Os números da Assembleia Nacional Constituinte merecem destaque. Foram 559 parlamentares que trabalharam, sendo 487 deputados e 72 senadores. Ulysses Guimarães foi o presidente. A Assembleia acabou no mesmo dia em que a Constituição foi promulgada, dia 5 de outubro de 1988.

Nos bastidores da Câmara dos Deputados conta-se a história de que a música de Caetano Veloso, É Proibido Proibir, de 1968, serviu de inspiração para que o senador Pompeu de Sousa transformasse em realidade o sonho da liberdade política. A partir da emenda que ficou conhecida com o seu nome e que resultou no artigo 220 da Constituição que deu forma legal à proteção da liberdade de informação jornalística para todos os veículos de comunicação de massa.

No dia em que promulgou a Constituição, Ulysses Guimarães, discursou que o Brasil buscava mudanças. “A nação deve mudar. A nação vai mudar. A Constituição pretende ser a voz, a letra e a vontade política da sociedade rumo à mudança. Que a promulgação seja esse grito”, é o trecho do discurso do deputado.

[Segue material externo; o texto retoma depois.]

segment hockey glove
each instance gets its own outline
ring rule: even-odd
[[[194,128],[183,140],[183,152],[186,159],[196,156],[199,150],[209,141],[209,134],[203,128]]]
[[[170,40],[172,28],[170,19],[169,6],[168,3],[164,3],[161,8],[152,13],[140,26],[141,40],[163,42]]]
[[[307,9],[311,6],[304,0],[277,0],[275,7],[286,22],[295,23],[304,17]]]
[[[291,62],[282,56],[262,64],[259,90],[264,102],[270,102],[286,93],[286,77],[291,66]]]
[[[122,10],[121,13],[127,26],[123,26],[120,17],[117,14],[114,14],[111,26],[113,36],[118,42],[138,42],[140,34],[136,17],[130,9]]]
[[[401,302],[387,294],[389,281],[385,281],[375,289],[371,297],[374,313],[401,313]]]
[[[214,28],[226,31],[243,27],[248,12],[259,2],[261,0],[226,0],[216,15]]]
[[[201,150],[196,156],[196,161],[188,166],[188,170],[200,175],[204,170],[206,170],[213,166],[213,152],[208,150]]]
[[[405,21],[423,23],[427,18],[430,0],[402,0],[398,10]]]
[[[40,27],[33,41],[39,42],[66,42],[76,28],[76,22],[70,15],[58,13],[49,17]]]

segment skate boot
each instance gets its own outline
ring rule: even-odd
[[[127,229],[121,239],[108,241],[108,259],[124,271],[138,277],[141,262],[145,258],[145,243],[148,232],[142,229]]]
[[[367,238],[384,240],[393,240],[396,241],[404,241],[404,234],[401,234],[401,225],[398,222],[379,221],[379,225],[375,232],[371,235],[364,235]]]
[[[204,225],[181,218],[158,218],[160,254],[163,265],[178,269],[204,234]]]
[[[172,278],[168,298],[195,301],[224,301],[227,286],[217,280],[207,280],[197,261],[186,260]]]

Passado a censura, sobrou a esperança de liberdade para o País. Lá se vão 25 anos desde que a redemocratização se consolidou de fato com a promulgação da Constituição, época em que a população brasileira somava 140 milhões de pessoas. Foi o tempo em que se inaugurou o regime de liberdades sem paralelo na história verde e amarela. Foi o fim do cerceamento da liberdade de expressão e de imprensa.

A Carta Magna trouxe, nos artigos 5º e 220, nova esperança. A síntese dessas conquistas é a liberdade de expressão, de imprensa, a proteção contra qualquer censura de natureza política, ideológica ou artística. O Brasil torna-se terreno de crescimento econômico, política, informação com livre circulação. O resultado? É o exercício pleno da democracia e da cidadania. Ponto para os brasileiros.

Se hoje o cidadão comum pode fazer uma passeata, opinar nos meios de comunicação, ter acesso às redes sociais, é fruto da Constituição. Outros acontecimentos históricos que são destaque e que foram amparados pela liberdade de expressão conquistada (porque na época da ditadura eram inimagináveis) foram a primeira eleição direta para presidente da República que elegeu Fernando Collor de Melo; o Código de Direito do Consumidor; o Fora Collor que culminou no impeachment; a Lei da Ficha Limpa que foi de iniciativa popular que recolheu 1 milhão e 300 mil assinaturas em 2010 a favor da moralização da política nacional; a Lei de Acesso à Informação Pública; e os inúmeros trabalhos que visam transparência no uso da coisa pública como o portal Contas Abertas.

A liberdade de expressão conquistada a partir da Constituição de 1988 tem atualmente números a comemorar. No Brasil é permitido falar, ouvir, se posicionar (façamos isso com responsabilidade). Que o diga os usuários das redes sociais que somam 67 milhões no Facebook e 33 milhões no Twitter, de acordo com o New York Journal. São 105 milhões de pessoas conectadas. Até ano que vem, de acordo com Ministério das Comunicações, 70% dos domicílios brasileiros terão acesso à internet. TVs, jornais, revistas, rádios têm liberdade de publicação jornalística independente da autorização do Estado. Na ditadura não era assim. A regra que imperava era não ouvir, não falar, não ver. Agora, a regra é manifestar-se. Esse é o bom resultado da liberdade de expressão.


O Brasil ganhou com a liberdade. Que a nova geração não conheça a censura, mas que conheça a história do País para entender que é fundamental valorizar e lutar para continuar a ter espaço, voz, vez. Para que a liberdade permaneça, tão plena como sempre foi sonhada.